Батя оделся, мы пошли в милицию. Там батя подписал протокол, и мы молча вернулись домой. Мне было стыдно оттого, что он ни словом меня не покарал. Но он вообще был молчуном. Это его с дядей Славой прорывало. Наказание произвела матушка, по возвращении из магазина узнав о моей проделке. Я выслушал всю ее очень громкую программу относительно меня. Закончила она все-таки нелогично:
— Вылитый отец!
Мне было трудно вообразить, что человек в шляпе бьет по ночам фонари. Меня томило другое — всю ночь стоял в ушах коровий рев над Великим океаном.
События разворачивались неминуемо и неторопливо. Солдат и казак шли по тайге, ведя за собой переселенца с топором, пилой и плугом. В тот плуг никто не впрягал могучих змей-помощниц. Все были вооружены. Лесной народ — люди и звери — уходили в темную глубину леса. Всем казалось, что места хватит всем. На край земли потянулись кержаки, ища свое Беловодье. На его месте оказалась Опонь.
Она и была архипелагом небожителей. Ван давно это знал. Земля радости отодвигалась все дальше и дальше. То, что происходило наяву, смущало старого человека. Весь внутренний состав желтой Азии от Тибета до Хонсю переживал тяжелое напряжение от вторжения странного белого дракона с далекого Запада. Холодно кипел камень горных хребтов под непроницаемой шапкой ослепительного снега. Внутреннее напряжение уходило в океанские впадины, время от времени выплескиваясь наружу буйным пламенем вулканов и великим валом морской стихии. Участились землетрясения. Падали кумирни, на лету горели журавли, кони метались вплавь с острова на остров, рыба кричала громче птицы.
Небо подало знак. Внутри черной тучи вспыхнул крест — встретились молнии казачьей шашки и самурайского меча. Ударил гром. Земля не забеременела. Молнии упали в Желтое море, подпалив его.
Ван сидел, глядя за синие зубцы леса на противоположном берегу. Зрение не оставило его. Наоборот, оно стало еще острей, чем раньше. Там, за синим лесом, лежало отечество Вана. Его не тянуло на родину. Что делать там, где и чайные домики стали местом разврата? Люди падают, как кедровые орехи, и их никто не подбирает, по ним ходят, их топчут, и они сгнивают. Над городами повисла бескрайняя, беспросветно черная сеть гнуса. Золотая лилия молодости гаснет. Красная магнолия чести похищена.

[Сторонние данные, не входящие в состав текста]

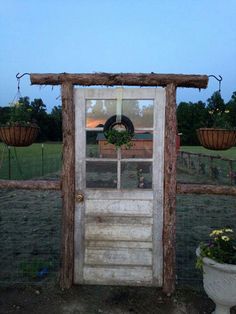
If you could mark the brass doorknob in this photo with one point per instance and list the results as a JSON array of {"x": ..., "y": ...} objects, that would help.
[{"x": 79, "y": 197}]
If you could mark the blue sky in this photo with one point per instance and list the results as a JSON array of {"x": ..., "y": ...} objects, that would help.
[{"x": 87, "y": 36}]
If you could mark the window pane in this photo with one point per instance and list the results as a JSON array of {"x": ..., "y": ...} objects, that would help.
[
  {"x": 136, "y": 175},
  {"x": 140, "y": 112},
  {"x": 101, "y": 174},
  {"x": 97, "y": 146},
  {"x": 98, "y": 111},
  {"x": 141, "y": 146}
]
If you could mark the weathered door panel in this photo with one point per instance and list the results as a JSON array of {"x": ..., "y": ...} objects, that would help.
[{"x": 118, "y": 224}]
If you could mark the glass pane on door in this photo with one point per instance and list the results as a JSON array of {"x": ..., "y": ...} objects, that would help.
[
  {"x": 98, "y": 111},
  {"x": 141, "y": 146},
  {"x": 101, "y": 174},
  {"x": 139, "y": 111},
  {"x": 97, "y": 146},
  {"x": 136, "y": 175}
]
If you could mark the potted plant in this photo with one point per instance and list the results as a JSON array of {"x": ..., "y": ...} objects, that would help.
[
  {"x": 219, "y": 133},
  {"x": 217, "y": 259},
  {"x": 20, "y": 130}
]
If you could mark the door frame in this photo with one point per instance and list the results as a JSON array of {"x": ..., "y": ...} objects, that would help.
[
  {"x": 67, "y": 81},
  {"x": 158, "y": 95}
]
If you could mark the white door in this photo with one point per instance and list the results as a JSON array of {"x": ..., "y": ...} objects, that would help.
[{"x": 119, "y": 193}]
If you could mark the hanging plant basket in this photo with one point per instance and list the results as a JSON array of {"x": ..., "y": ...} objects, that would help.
[
  {"x": 216, "y": 139},
  {"x": 19, "y": 135}
]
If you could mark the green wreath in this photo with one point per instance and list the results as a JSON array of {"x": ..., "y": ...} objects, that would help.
[{"x": 119, "y": 138}]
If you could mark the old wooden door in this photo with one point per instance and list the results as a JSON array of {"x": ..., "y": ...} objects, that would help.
[{"x": 119, "y": 193}]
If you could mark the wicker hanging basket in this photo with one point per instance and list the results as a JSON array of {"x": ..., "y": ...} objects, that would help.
[
  {"x": 18, "y": 135},
  {"x": 216, "y": 139}
]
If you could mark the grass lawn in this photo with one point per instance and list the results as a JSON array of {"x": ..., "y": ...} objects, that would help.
[
  {"x": 28, "y": 162},
  {"x": 229, "y": 153}
]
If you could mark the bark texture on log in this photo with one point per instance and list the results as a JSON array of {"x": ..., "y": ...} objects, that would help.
[
  {"x": 30, "y": 184},
  {"x": 124, "y": 79},
  {"x": 185, "y": 188},
  {"x": 170, "y": 156},
  {"x": 68, "y": 187}
]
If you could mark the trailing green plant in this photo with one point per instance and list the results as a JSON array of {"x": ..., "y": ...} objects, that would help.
[
  {"x": 119, "y": 138},
  {"x": 221, "y": 247},
  {"x": 20, "y": 114},
  {"x": 218, "y": 112}
]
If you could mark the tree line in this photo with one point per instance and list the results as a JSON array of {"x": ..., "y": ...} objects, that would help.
[
  {"x": 190, "y": 116},
  {"x": 35, "y": 111},
  {"x": 214, "y": 113}
]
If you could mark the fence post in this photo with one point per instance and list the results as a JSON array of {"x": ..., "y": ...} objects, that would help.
[
  {"x": 231, "y": 173},
  {"x": 42, "y": 159},
  {"x": 9, "y": 162}
]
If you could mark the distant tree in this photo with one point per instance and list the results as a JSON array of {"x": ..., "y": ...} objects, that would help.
[
  {"x": 231, "y": 106},
  {"x": 55, "y": 118},
  {"x": 190, "y": 116},
  {"x": 4, "y": 114}
]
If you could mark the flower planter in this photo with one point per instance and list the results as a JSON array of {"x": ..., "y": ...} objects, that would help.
[
  {"x": 18, "y": 135},
  {"x": 219, "y": 282},
  {"x": 216, "y": 139}
]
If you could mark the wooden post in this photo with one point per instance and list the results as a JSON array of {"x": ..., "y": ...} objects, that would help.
[
  {"x": 68, "y": 187},
  {"x": 170, "y": 156},
  {"x": 125, "y": 79}
]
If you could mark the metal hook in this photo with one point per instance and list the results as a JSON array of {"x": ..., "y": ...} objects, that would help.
[
  {"x": 218, "y": 79},
  {"x": 18, "y": 77}
]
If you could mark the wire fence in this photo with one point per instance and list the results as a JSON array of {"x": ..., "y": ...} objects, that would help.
[
  {"x": 206, "y": 169},
  {"x": 34, "y": 162},
  {"x": 30, "y": 221},
  {"x": 30, "y": 224}
]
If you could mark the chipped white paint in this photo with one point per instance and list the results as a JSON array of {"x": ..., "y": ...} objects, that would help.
[
  {"x": 119, "y": 208},
  {"x": 119, "y": 256},
  {"x": 118, "y": 275},
  {"x": 103, "y": 231},
  {"x": 118, "y": 233}
]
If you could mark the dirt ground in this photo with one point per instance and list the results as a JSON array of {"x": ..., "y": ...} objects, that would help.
[{"x": 102, "y": 300}]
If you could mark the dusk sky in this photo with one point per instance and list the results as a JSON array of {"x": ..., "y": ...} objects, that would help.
[{"x": 87, "y": 36}]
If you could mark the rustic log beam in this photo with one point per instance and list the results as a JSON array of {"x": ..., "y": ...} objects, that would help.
[
  {"x": 169, "y": 225},
  {"x": 30, "y": 184},
  {"x": 185, "y": 188},
  {"x": 68, "y": 187},
  {"x": 124, "y": 79}
]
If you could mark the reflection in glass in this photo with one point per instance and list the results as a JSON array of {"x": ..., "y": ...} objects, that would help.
[
  {"x": 98, "y": 111},
  {"x": 97, "y": 146},
  {"x": 101, "y": 174},
  {"x": 136, "y": 175},
  {"x": 140, "y": 112},
  {"x": 141, "y": 146}
]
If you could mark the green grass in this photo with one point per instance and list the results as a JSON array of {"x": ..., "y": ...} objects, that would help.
[
  {"x": 230, "y": 153},
  {"x": 30, "y": 162}
]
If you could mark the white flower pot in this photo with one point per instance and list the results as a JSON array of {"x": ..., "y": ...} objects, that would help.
[{"x": 219, "y": 282}]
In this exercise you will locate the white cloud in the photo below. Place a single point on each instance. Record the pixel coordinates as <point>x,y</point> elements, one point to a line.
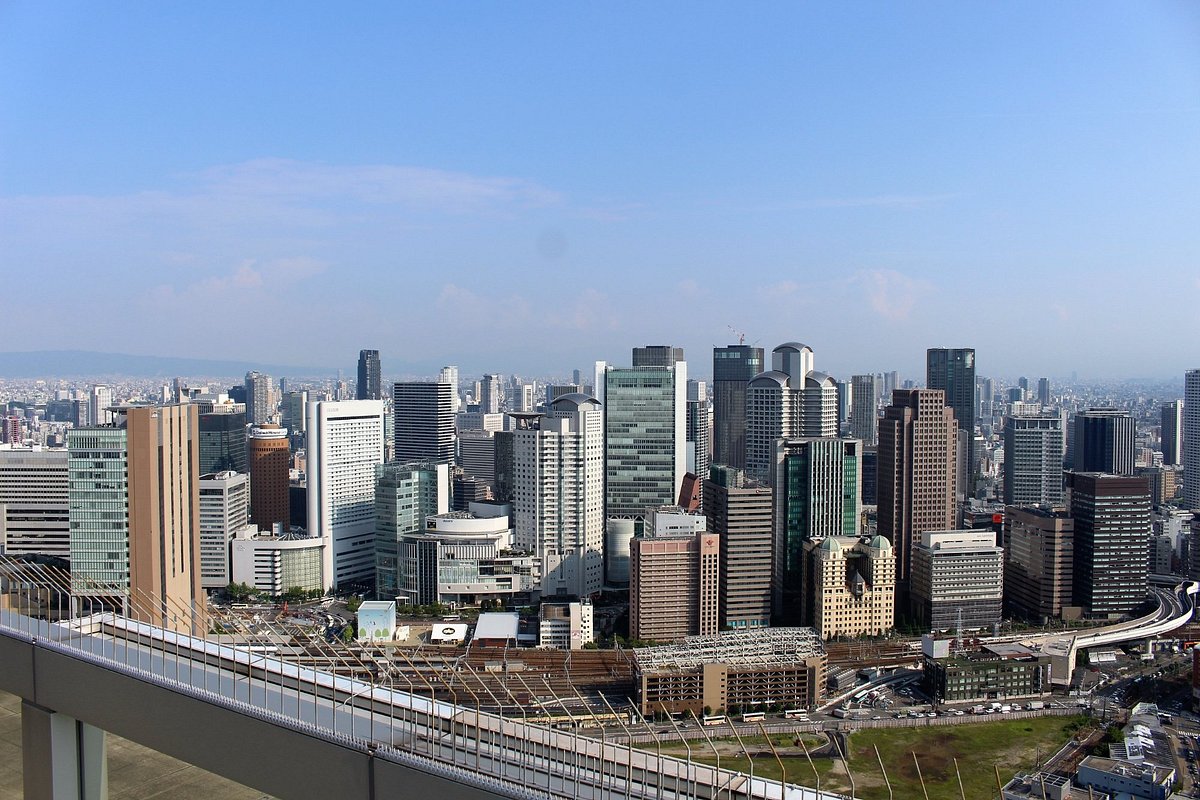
<point>893,295</point>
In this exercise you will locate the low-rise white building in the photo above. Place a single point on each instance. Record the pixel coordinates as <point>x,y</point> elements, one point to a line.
<point>275,564</point>
<point>565,626</point>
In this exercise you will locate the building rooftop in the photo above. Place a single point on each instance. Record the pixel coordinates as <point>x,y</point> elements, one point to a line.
<point>497,625</point>
<point>767,647</point>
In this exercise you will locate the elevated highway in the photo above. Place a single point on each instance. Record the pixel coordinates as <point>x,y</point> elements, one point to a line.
<point>294,731</point>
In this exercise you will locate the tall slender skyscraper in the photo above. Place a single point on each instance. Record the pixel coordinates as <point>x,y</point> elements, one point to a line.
<point>424,422</point>
<point>491,391</point>
<point>952,370</point>
<point>270,462</point>
<point>1173,433</point>
<point>101,400</point>
<point>864,415</point>
<point>917,470</point>
<point>258,398</point>
<point>1113,527</point>
<point>1192,440</point>
<point>741,513</point>
<point>345,446</point>
<point>1033,451</point>
<point>733,367</point>
<point>1104,441</point>
<point>646,437</point>
<point>450,376</point>
<point>1043,391</point>
<point>817,494</point>
<point>369,386</point>
<point>791,401</point>
<point>559,497</point>
<point>697,429</point>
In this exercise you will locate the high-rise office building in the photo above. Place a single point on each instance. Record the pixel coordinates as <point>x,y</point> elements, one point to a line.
<point>369,386</point>
<point>406,493</point>
<point>816,485</point>
<point>646,438</point>
<point>733,367</point>
<point>449,376</point>
<point>424,422</point>
<point>1192,439</point>
<point>345,446</point>
<point>739,512</point>
<point>491,394</point>
<point>1104,441</point>
<point>657,355</point>
<point>1044,391</point>
<point>1039,551</point>
<point>270,469</point>
<point>34,503</point>
<point>258,398</point>
<point>1035,446</point>
<point>558,506</point>
<point>223,439</point>
<point>477,455</point>
<point>99,404</point>
<point>697,428</point>
<point>864,404</point>
<point>135,510</point>
<point>917,473</point>
<point>673,577</point>
<point>791,401</point>
<point>1173,433</point>
<point>225,510</point>
<point>952,370</point>
<point>849,585</point>
<point>958,579</point>
<point>1113,528</point>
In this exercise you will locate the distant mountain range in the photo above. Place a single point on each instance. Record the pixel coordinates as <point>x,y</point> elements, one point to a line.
<point>82,364</point>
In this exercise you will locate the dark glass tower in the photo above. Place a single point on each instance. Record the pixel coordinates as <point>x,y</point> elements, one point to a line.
<point>222,443</point>
<point>369,376</point>
<point>1103,441</point>
<point>733,367</point>
<point>952,370</point>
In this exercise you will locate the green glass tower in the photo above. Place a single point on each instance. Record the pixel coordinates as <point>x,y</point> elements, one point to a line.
<point>817,494</point>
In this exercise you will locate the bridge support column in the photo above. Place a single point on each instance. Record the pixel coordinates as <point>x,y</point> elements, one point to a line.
<point>63,757</point>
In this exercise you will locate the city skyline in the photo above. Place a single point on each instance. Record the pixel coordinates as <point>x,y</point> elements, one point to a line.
<point>381,180</point>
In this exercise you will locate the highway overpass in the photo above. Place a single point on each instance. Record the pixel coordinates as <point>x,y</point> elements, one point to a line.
<point>289,729</point>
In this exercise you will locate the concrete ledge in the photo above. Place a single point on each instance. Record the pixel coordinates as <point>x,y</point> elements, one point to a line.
<point>276,761</point>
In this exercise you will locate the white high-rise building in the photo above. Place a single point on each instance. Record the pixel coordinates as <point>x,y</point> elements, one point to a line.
<point>559,459</point>
<point>225,510</point>
<point>864,409</point>
<point>346,440</point>
<point>101,398</point>
<point>34,504</point>
<point>1192,439</point>
<point>791,401</point>
<point>450,376</point>
<point>646,438</point>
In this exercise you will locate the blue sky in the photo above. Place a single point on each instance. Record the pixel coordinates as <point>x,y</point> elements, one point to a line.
<point>533,186</point>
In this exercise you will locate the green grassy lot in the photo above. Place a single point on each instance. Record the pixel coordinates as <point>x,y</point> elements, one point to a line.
<point>1013,746</point>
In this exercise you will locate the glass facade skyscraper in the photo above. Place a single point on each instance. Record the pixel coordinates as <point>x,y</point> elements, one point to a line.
<point>733,366</point>
<point>97,488</point>
<point>645,438</point>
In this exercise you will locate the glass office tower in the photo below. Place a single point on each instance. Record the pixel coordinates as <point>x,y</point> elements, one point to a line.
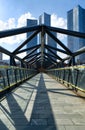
<point>46,20</point>
<point>33,42</point>
<point>76,22</point>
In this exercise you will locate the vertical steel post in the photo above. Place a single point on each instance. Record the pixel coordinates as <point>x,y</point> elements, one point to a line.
<point>42,45</point>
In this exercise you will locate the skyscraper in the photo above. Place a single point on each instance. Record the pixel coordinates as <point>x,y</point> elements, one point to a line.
<point>76,22</point>
<point>0,56</point>
<point>33,42</point>
<point>46,20</point>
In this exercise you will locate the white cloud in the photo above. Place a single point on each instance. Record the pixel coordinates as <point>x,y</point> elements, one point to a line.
<point>60,23</point>
<point>22,19</point>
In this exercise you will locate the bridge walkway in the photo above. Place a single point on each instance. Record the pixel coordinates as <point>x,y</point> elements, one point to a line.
<point>41,103</point>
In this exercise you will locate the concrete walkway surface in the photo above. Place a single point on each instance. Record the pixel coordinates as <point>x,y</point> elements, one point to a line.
<point>41,103</point>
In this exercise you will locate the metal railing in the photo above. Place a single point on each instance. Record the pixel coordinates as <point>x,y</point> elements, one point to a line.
<point>10,76</point>
<point>71,76</point>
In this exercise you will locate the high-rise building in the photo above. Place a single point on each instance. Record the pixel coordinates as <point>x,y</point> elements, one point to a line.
<point>76,22</point>
<point>33,42</point>
<point>0,56</point>
<point>46,20</point>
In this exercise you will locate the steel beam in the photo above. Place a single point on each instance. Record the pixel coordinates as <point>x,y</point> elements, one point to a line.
<point>12,32</point>
<point>59,42</point>
<point>26,41</point>
<point>64,31</point>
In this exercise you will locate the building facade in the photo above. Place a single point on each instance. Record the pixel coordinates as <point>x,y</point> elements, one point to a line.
<point>76,22</point>
<point>33,42</point>
<point>46,20</point>
<point>0,56</point>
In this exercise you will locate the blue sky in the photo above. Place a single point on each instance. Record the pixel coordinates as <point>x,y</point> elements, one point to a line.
<point>13,14</point>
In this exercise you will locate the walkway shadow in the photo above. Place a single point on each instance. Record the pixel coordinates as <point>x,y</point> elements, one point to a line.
<point>41,117</point>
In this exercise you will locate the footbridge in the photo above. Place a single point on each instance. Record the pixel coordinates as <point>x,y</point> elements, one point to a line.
<point>42,90</point>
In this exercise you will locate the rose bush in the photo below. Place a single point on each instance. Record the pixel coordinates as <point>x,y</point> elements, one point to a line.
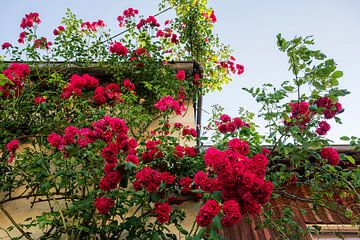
<point>81,142</point>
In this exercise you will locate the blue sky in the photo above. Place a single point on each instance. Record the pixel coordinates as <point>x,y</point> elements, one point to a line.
<point>249,27</point>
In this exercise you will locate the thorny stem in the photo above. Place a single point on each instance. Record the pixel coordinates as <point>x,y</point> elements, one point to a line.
<point>7,214</point>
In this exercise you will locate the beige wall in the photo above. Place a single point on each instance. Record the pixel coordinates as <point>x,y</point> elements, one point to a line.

Где-то сухо шумит тростник, укрывший вход в пещеру. Не там ли место Вана? Его фанза скоро совсем уйдет в землю, если не сломается от тихого ветерка с моря. Но зачем куда-то стремиться? Зачем иметь цель? Зачем спешить? Все должно идти как идет. Все равно где-то в озере плавает ароматный слон, а в далеких горах поют белые петухи. На персиковом дереве созревают плоды бессмертия. И есть глина, из которой изготовляются пилюли бессмертия. Если тебе больше тысячи лет, ты умеешь вылавливать рыбу из бронзового блюда. Конечно, белых волос не сделать смоляными, а бронза не превратится в золото. Что вздыхать? Свое золото давно все растрачено.
Ван забормотал. Дымок из его трубки свивался в отчетливые знаки письма, синей стайкой улетая в сторону синей горы. Им внимала ушная раковина пещеры.